Blogger Salman Shaheen welcomes Labour's pledge to bring back the 10p tax rate paid for by a mansion tax on properties worth more than £2million.
I grew up in a household that had voted Labour since time immemorial, but aside from a second preference vote for Ken Livingstone in last year’s London mayoral elections, I have never voted Labour in my life.
I came of political age at the height of the Iraq war and the worst betrayals of the Blair government of all the Old Labour values my family had long held dear.
In 2005, I backed RESPECT, in 2010 I voted Green. What was the point, I thought, of tactical voting to keep the Tories out if New Labour offered little in the way of a genuine ideological alternative to Conservative neoliberalism?
As George Monbiot once told me: “As much as I dislike and am disgusted with the Tories, I think you have to vote for what you think is right. And if you cling onto something bad for fear of something worse, no one will end up with the government they want.”
I continue to believe that people should vote positively, not negatively for the devil they know. After all, a two party state is only twice as good as a dictatorship.
But Ed Miliband’s speech in Bedford today has convinced me that at last Labour may be reclaiming its radical roots and offering a return to a more genuine, ideology-based politics that has not been seen since the Thatcher years.
Miliband’s support for reinstating the 10p tax rate funded through a mansion tax is a clear break from Tory plundering of the poor and tax breaks for the richest individuals and biggest corporations, showing how the economy can be fixed by redistribution, raising up the bottom and the middle of society, not crushing it.
Other policy suggestions are also welcome developments to raise living standards: breaking the stranglehold of the big six energy suppliers; stopping the train company price rip-offs on the most popular routes; introduce new rules to stop unfair bank charges; and cap interest on payday loans.
Conservative austerity is failing the country and Miliband has seized his moment to offer a genuine alternative. It may not be everything an Old Labourite might want, but it is a promising start.
If these policies make it into the Labour manifesto, I may yet return to the fold.
Left Foot Forward will look at the opposing view of the issue later today.
12 Responses to “Comment: Miliband’s support for the mansion tax marks return of Labour as a genuine alternative”
robertcp
Mick, it is probably a different concept for you to grasp but there is a lot of political space between the hard left of the 1980s and New Labour.

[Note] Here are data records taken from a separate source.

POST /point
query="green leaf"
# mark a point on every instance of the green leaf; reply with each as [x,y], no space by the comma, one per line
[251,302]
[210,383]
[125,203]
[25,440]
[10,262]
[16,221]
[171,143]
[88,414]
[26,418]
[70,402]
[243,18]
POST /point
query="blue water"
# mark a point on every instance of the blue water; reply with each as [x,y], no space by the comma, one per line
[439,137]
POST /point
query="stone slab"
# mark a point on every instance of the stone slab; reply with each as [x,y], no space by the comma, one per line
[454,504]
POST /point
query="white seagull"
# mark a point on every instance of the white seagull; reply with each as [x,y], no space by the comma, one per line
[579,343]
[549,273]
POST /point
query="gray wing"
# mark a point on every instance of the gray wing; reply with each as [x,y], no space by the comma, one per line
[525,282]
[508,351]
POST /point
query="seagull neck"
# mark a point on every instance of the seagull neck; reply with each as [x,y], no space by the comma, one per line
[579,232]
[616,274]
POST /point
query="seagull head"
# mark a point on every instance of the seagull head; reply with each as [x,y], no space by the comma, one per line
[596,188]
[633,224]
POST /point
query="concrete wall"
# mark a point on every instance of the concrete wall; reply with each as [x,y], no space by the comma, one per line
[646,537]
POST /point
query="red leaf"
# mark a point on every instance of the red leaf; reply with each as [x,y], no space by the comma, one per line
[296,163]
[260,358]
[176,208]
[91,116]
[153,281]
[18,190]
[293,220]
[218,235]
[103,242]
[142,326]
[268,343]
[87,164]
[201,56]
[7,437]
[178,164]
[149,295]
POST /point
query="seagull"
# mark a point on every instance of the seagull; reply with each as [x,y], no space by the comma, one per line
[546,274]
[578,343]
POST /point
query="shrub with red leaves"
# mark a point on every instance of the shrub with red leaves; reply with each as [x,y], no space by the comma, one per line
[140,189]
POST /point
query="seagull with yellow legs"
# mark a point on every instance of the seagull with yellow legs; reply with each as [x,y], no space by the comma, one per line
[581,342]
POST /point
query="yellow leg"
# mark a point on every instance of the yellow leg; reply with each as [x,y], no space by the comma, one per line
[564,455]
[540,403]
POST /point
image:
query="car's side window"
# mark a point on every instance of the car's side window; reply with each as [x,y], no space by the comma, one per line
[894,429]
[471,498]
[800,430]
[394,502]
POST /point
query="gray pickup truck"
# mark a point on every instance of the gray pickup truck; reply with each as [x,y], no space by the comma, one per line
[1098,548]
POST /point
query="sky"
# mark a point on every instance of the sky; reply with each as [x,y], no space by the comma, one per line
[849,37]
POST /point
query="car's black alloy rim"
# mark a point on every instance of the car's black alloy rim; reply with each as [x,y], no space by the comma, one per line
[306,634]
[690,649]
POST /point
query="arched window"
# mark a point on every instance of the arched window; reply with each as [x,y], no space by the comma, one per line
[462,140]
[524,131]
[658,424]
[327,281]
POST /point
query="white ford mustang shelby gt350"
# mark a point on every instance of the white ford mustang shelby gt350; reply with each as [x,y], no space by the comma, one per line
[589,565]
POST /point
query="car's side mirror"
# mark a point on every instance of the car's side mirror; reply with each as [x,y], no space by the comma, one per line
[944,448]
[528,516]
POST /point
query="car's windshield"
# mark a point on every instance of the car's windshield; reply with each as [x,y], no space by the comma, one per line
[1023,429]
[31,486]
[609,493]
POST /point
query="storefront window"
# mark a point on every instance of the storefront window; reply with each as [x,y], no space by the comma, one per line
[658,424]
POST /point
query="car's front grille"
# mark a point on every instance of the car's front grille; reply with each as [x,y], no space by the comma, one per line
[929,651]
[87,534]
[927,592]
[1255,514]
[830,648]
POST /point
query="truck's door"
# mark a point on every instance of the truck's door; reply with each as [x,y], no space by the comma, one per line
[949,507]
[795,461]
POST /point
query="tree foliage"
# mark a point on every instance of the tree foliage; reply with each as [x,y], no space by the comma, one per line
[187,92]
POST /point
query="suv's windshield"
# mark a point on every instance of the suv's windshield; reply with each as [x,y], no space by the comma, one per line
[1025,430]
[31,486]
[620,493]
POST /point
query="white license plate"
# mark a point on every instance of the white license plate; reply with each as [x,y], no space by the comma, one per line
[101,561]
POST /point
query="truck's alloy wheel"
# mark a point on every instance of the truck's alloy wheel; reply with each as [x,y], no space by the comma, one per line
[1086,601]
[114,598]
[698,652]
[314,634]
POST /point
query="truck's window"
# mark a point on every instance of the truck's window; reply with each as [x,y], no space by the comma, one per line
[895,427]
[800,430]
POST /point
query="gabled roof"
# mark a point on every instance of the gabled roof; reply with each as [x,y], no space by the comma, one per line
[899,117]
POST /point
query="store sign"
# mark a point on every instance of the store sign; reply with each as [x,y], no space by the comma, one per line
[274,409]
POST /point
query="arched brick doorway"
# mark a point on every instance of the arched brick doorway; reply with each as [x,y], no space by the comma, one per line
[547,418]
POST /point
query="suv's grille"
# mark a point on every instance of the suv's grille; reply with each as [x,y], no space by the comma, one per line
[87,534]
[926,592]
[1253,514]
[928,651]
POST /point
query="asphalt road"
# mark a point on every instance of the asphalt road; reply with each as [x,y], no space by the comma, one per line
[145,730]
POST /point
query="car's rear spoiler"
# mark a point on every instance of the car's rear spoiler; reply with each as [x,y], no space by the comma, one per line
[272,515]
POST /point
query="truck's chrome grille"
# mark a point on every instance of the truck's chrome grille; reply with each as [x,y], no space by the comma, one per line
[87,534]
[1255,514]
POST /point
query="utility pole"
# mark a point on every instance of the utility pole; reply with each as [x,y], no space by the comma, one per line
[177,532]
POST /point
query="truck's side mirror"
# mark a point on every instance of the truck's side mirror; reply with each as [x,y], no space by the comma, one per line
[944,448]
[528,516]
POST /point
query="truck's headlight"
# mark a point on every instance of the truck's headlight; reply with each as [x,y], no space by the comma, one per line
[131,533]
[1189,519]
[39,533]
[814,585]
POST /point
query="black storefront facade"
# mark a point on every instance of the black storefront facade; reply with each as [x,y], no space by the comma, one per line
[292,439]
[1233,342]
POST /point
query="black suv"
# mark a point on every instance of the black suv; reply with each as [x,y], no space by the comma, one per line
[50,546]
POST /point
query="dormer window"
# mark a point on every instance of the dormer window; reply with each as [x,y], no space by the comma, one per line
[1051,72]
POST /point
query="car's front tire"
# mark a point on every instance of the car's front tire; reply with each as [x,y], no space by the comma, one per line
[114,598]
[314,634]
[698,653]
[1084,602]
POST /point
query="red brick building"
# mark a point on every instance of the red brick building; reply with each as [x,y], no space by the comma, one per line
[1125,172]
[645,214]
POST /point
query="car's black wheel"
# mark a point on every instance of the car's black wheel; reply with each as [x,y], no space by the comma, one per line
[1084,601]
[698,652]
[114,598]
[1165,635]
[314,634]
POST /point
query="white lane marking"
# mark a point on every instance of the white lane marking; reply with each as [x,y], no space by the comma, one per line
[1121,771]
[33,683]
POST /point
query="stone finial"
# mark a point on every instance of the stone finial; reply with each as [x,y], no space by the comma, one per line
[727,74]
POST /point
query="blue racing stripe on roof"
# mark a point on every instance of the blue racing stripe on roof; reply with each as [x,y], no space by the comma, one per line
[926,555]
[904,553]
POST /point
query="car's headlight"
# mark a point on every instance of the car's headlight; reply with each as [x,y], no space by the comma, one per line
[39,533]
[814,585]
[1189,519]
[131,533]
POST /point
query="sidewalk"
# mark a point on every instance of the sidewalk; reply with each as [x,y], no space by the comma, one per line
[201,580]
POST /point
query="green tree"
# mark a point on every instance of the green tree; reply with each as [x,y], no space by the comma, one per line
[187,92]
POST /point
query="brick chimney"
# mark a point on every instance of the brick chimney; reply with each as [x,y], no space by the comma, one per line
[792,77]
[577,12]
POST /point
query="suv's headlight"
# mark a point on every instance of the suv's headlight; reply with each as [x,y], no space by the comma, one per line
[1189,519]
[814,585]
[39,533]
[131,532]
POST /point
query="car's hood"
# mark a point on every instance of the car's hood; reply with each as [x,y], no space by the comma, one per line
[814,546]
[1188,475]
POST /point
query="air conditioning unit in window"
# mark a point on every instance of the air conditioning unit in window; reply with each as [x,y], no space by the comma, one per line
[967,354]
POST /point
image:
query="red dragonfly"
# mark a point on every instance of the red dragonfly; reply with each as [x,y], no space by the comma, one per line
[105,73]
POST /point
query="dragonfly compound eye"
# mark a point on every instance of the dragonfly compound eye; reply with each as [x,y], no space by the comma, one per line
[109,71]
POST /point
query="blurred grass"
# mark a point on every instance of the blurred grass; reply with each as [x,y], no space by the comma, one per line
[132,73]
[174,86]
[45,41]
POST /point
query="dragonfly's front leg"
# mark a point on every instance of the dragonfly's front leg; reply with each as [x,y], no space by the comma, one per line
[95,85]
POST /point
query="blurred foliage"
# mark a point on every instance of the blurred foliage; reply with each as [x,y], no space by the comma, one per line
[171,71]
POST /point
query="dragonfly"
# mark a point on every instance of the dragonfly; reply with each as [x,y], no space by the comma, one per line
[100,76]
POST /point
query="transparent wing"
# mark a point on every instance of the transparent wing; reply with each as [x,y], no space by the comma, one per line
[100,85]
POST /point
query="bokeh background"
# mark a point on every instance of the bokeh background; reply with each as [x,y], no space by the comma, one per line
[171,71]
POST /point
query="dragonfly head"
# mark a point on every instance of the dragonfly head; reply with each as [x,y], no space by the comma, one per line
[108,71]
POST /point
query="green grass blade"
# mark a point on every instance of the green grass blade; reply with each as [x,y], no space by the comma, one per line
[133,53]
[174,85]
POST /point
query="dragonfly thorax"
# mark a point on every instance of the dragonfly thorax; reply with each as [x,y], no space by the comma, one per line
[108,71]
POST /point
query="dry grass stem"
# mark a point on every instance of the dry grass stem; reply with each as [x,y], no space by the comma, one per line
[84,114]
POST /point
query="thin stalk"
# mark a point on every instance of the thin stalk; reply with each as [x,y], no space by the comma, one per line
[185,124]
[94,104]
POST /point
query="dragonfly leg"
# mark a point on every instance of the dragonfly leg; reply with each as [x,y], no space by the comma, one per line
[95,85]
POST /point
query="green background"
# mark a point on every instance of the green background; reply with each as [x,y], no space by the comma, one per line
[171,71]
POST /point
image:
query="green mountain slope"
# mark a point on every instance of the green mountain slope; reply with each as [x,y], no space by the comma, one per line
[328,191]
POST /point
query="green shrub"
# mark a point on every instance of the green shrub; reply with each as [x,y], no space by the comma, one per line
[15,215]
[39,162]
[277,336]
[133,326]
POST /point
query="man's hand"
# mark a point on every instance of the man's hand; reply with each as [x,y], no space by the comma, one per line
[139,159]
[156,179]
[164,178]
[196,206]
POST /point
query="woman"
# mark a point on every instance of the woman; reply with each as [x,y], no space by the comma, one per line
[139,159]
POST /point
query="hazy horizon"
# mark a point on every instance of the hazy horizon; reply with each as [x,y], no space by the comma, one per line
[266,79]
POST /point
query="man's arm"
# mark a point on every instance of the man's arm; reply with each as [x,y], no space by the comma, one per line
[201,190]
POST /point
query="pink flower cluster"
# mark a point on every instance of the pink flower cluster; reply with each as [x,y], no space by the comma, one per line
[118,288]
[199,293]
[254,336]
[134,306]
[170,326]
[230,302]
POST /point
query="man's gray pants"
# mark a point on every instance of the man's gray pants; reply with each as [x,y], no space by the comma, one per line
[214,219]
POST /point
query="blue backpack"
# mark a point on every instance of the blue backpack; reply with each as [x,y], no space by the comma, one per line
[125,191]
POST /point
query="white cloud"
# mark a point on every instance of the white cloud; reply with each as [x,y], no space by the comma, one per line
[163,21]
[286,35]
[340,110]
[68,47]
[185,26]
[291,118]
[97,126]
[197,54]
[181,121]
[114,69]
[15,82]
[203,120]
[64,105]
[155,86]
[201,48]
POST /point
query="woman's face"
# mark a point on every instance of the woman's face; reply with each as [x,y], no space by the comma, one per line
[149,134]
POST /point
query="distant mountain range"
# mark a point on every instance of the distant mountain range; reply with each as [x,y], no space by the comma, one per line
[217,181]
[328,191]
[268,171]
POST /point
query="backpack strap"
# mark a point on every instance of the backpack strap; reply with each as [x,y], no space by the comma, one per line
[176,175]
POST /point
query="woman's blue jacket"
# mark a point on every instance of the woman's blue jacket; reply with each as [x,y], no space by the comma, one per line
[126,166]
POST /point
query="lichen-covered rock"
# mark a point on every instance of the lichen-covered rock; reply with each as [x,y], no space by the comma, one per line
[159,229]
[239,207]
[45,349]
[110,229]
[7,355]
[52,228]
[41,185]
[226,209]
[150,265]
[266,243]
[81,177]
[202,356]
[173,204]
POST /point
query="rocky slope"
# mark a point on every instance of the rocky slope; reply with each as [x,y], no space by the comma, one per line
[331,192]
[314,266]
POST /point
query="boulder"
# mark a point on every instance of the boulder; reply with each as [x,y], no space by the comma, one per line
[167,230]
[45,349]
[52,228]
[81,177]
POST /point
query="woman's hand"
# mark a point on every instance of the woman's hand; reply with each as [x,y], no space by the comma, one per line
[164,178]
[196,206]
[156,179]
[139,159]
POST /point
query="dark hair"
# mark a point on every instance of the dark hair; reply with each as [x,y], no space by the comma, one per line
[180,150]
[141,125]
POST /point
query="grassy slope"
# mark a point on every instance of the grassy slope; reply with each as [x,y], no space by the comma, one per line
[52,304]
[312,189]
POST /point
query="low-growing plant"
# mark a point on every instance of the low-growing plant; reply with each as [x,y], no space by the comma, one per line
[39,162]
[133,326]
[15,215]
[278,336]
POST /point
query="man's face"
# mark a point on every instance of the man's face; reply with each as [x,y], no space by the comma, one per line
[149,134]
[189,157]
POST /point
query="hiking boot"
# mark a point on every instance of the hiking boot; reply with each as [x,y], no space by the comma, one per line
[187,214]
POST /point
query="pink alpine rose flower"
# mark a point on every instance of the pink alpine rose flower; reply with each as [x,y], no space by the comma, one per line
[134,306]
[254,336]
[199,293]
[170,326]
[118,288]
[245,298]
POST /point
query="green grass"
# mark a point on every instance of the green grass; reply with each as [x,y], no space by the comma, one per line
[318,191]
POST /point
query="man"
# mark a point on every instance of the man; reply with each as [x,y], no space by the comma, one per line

Ed Miliband is returning Labour to moderate social democracy.
Peter L. Griffiths
Mansion tax is paid by the mansion owners, but if the mansion is sold then the buyer will pay a price reduced by the discounted future mansion taxes. This means that the mansion owner pays the mansion tax twice, once to the tax authorities and secondly from the reduced selling price. Future buyers will effectively not be paying the mansion tax at all. This situation can be corrected by accompanying the mansion tax with an increase of stamp duty paid by the buyers.